If the Rays falter, that leaves Arizona standing alone wearing the mantle of dark horse. It is one they have earned the old fashioned way. They have been wandering in the desert for the past two seasons. They dropped to a .401 winning percentage in 2010–the third worst record in baseball. In June of that year, with the major league club playing dismally, they compounded their problems by being unable to sign first round draft pick Barrett Loux because he failed his physical.
But the makeover has been complete. This year they used a compensation pick for Loux to take two of the best pitching talents, Trevor Bauer and Archie Bradley, in June, 2011. Bauer was chosen third overall and is thought to be an advanced prospect who could be pitching in the majors next June. Bradley is one of the best high school pitchers to come along in several years, but it is Bauer who could join Ian Kennedy at the top of the rotation in 2012 and provide Arizona with their best one-two combination since Randy Johnson and Curt Schilling.

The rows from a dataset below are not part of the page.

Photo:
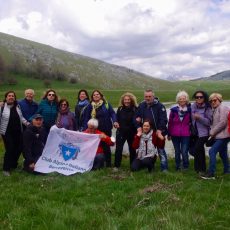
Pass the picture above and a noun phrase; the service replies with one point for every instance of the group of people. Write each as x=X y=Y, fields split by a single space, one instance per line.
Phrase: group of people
x=25 y=125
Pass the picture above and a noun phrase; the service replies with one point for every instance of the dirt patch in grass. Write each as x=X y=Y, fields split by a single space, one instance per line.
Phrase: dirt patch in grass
x=159 y=186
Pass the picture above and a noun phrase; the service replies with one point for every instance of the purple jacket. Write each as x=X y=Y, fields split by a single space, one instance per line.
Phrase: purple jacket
x=203 y=124
x=177 y=127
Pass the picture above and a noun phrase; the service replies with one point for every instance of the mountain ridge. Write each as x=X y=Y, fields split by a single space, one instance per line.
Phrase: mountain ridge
x=85 y=69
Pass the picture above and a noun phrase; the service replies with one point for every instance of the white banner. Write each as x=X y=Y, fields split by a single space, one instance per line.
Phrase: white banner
x=68 y=152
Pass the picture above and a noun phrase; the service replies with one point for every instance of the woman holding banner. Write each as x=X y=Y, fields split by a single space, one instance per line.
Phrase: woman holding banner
x=101 y=110
x=99 y=158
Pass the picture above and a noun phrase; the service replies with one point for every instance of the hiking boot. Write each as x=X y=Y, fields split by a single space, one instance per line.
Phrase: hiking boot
x=208 y=176
x=6 y=173
x=115 y=169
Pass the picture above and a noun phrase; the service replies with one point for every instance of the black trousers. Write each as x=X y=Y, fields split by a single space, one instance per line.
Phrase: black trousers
x=107 y=150
x=147 y=162
x=121 y=138
x=13 y=149
x=199 y=155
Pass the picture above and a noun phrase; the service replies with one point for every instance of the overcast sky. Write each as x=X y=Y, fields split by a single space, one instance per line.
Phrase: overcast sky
x=186 y=38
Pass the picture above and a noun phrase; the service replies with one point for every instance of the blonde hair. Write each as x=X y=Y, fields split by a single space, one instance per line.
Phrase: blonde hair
x=217 y=95
x=182 y=93
x=132 y=98
x=93 y=122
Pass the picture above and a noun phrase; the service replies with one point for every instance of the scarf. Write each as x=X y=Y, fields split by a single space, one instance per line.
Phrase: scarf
x=146 y=147
x=95 y=107
x=83 y=103
x=182 y=111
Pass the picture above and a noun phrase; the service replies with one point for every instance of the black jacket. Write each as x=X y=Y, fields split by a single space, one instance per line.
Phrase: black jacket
x=33 y=144
x=126 y=120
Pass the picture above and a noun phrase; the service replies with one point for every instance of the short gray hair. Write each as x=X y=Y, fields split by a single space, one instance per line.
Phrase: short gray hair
x=93 y=122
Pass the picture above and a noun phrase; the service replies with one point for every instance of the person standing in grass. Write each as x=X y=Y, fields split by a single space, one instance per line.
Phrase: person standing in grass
x=146 y=142
x=127 y=130
x=65 y=118
x=101 y=110
x=11 y=129
x=201 y=118
x=219 y=132
x=152 y=109
x=28 y=106
x=48 y=108
x=100 y=157
x=34 y=138
x=80 y=108
x=179 y=129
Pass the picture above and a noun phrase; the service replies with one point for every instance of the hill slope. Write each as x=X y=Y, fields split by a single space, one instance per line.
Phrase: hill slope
x=224 y=75
x=86 y=70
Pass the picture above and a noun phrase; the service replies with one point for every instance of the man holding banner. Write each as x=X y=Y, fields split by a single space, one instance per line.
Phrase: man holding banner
x=99 y=158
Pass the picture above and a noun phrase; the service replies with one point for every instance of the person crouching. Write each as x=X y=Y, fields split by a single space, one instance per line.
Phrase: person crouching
x=146 y=142
x=99 y=158
x=34 y=138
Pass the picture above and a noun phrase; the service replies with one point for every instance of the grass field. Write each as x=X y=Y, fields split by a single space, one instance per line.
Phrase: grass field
x=108 y=200
x=69 y=91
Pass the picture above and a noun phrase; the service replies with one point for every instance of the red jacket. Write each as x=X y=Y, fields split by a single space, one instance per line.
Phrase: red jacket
x=107 y=140
x=155 y=140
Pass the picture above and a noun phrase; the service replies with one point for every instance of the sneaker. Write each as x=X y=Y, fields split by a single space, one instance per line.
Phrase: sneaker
x=115 y=169
x=6 y=173
x=208 y=176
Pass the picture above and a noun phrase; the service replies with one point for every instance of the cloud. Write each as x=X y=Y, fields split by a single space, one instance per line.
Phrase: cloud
x=159 y=38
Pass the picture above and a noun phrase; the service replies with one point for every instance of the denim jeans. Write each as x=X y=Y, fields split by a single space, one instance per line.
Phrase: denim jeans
x=221 y=146
x=181 y=146
x=163 y=159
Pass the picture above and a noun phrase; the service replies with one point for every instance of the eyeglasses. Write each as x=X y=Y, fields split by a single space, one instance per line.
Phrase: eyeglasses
x=199 y=97
x=213 y=100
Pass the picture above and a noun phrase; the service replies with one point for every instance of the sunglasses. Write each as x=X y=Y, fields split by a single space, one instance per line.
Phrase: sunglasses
x=213 y=100
x=199 y=97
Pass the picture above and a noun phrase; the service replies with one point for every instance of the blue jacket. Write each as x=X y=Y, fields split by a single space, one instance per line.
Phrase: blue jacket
x=28 y=108
x=156 y=113
x=105 y=115
x=49 y=112
x=204 y=123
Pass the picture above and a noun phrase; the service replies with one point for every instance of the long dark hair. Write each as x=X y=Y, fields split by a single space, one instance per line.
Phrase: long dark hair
x=61 y=101
x=47 y=92
x=86 y=93
x=205 y=95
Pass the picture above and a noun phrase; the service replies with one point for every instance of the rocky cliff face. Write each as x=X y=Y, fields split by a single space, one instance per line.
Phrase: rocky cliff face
x=87 y=70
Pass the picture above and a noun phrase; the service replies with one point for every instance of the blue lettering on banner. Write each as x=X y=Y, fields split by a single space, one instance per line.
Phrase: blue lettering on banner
x=69 y=151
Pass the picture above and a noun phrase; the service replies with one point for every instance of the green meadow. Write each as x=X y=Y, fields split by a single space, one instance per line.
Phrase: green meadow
x=114 y=200
x=108 y=200
x=67 y=90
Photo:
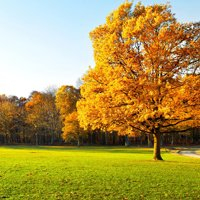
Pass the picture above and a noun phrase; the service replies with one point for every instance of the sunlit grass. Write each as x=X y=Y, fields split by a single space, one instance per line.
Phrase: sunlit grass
x=96 y=173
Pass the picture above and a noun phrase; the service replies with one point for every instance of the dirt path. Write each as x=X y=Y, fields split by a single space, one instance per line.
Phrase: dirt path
x=189 y=153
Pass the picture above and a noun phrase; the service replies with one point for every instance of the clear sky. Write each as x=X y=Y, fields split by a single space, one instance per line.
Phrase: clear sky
x=46 y=42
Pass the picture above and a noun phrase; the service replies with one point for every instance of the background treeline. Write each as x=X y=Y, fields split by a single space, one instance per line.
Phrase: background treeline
x=50 y=118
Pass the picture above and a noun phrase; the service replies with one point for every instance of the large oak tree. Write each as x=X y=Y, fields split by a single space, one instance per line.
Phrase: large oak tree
x=146 y=76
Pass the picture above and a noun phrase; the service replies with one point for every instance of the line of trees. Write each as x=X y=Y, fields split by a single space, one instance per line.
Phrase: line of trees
x=50 y=118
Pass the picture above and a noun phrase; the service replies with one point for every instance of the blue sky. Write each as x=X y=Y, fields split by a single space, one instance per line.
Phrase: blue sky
x=46 y=42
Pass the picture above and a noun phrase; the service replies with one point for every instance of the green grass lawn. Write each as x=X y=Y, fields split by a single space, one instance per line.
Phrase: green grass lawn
x=96 y=173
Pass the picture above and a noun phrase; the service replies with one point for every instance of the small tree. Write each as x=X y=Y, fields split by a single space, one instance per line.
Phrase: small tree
x=146 y=76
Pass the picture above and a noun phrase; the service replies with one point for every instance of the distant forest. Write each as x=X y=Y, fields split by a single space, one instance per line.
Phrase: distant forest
x=38 y=120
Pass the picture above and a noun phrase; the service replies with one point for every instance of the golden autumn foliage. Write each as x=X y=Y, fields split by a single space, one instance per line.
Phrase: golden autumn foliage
x=66 y=99
x=146 y=76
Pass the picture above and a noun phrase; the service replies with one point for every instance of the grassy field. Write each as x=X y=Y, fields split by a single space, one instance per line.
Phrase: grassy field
x=96 y=173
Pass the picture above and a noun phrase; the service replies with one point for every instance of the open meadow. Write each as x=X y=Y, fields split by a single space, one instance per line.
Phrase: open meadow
x=96 y=173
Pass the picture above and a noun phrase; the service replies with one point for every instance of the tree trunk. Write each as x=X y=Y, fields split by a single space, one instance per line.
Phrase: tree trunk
x=127 y=143
x=149 y=140
x=157 y=155
x=78 y=140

There really is no need to project next year’s team. The 2011 Diamondbacks are perfectly good as they stand. Ian Kennedy is one of the best best young pitchers in the NL and with Dan Hudson they give the team plenty of top-of-the-rotation magic already. Hudson is 24 and Kennedy 26. Can they compete with Cliff Lee and Roy Halladay? I doubt the odds will favor them in a head-to-head matchup, but they will still play the games.
The Diamondbacks offense has been as good as anyone’s in the NL. Justin Upton is having a huge year. Upton broke out in 2009, but slumped last year. This season he is one of the top offensive players not named Pujols or Matt Kemp. He has reached the 30 home run mark and has 21 steals. He will end up with close to 100 runs batted in. Miguel Montero bats in the cleanup spot and while he does not instill fear as a Pujols, Ryan Howard, or Prince Fielder would, he has produced in the clutch with 81 RBI.
It may just be that the balls are dropping for the Diamondbacks. They may plummet to earth at the end of September and be gone from the playoffs as quickly as the summer heat. But they have a manager named Kirk Gibson and there is no one who exudes playoff drama like Gibson. So I am going to be watching them, waiting to see if this is the year.
Regardless how they do in October, this looks like a team that could be around for the long term. I like a rotation of Kennedy, Hudson and Bauer next September. And with a manager like Kirk Gibson, there is that sense of excitement lurking just around the corner. That’s the way the best plots unfold, with bold but unlikely heroes. Baseball has never tired of those guys. I am betting there are a few more waiting in the wings this October.
Don’t forget Jarrod Parker, whose upside is probably higher than that of Kennedy or Hudson.
I think Bauer will be better than Parker and it won’t even be close. I know the “prospect” evaluators are high on Parker, but this idea of “upside” is oversold. Parker is 23; he doesn’t have eye-popping minor league stats–K’s per inning, Ks/BBs; and I really don’t understand why he is going to be that much better than a proven winner like Kennedy whose ERA in the majors is better than anything Parker has posted in the frigging minors. Dan Hudson is only slightly older than Parker, made his way through the minors more quickly and his minor league stats kick sand in Parker’s like he is the proverbial 98-pound weakling. If Parker makes the major league rotation and holds down the third or fourth spot in what is stacking up as a very fine staff, he will be doing just fine.